Layered together, the outlook is for a “soft and flat” economic trajectory with a non-trivial risk of stagflation. While a recession is not Berenberg’s base case, the combination of demand headwinds and ongoing supply-side shocks is enough to render traditional fixed income unattractive.
Bitcoin Joins the Defensive Lineup
Perhaps the most eye-catching element of the proposed allocation is the inclusion of Bitcoin within the defensive “gold plus” segment. The decision underscores a growing recognition among institutional strategists that the narrative of fiat currency debasement now extends well beyond physical bullion.
Though Bitcoin trades with a volatility profile that bears little resemblance to gold’s, Berenberg appears to be betting that both assets share a common tailwind: diminished faith in the long-term purchasing power of sovereign currencies.
Elsewhere in the commodities sleeve, the strategists pointed to transition metals like nickel, cobalt and copper as beneficiaries of government spending on hard-power industries—while also serving as a partial hedge against the labor-market disruptions artificial intelligence may unleash.

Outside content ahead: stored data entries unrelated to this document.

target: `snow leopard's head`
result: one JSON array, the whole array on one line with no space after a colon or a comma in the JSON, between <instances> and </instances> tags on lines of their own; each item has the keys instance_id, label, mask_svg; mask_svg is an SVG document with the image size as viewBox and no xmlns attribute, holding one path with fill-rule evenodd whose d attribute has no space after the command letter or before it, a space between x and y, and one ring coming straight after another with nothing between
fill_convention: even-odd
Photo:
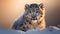
<instances>
[{"instance_id":1,"label":"snow leopard's head","mask_svg":"<svg viewBox=\"0 0 60 34\"><path fill-rule=\"evenodd\" d=\"M43 15L43 4L26 4L25 5L25 18L32 21L40 19Z\"/></svg>"}]
</instances>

A Question Every Investor Must Now Ask
Berenberg’s zero-bond model may be an outlier among mainstream asset allocators, but the questions it raises are becoming harder to dismiss. When the traditional anchor of sovereign debt no longer provides reliable shelter in a storm, where should capital seek refuge? For a growing number of strategists, the answer increasingly lies outside the old framework entirely.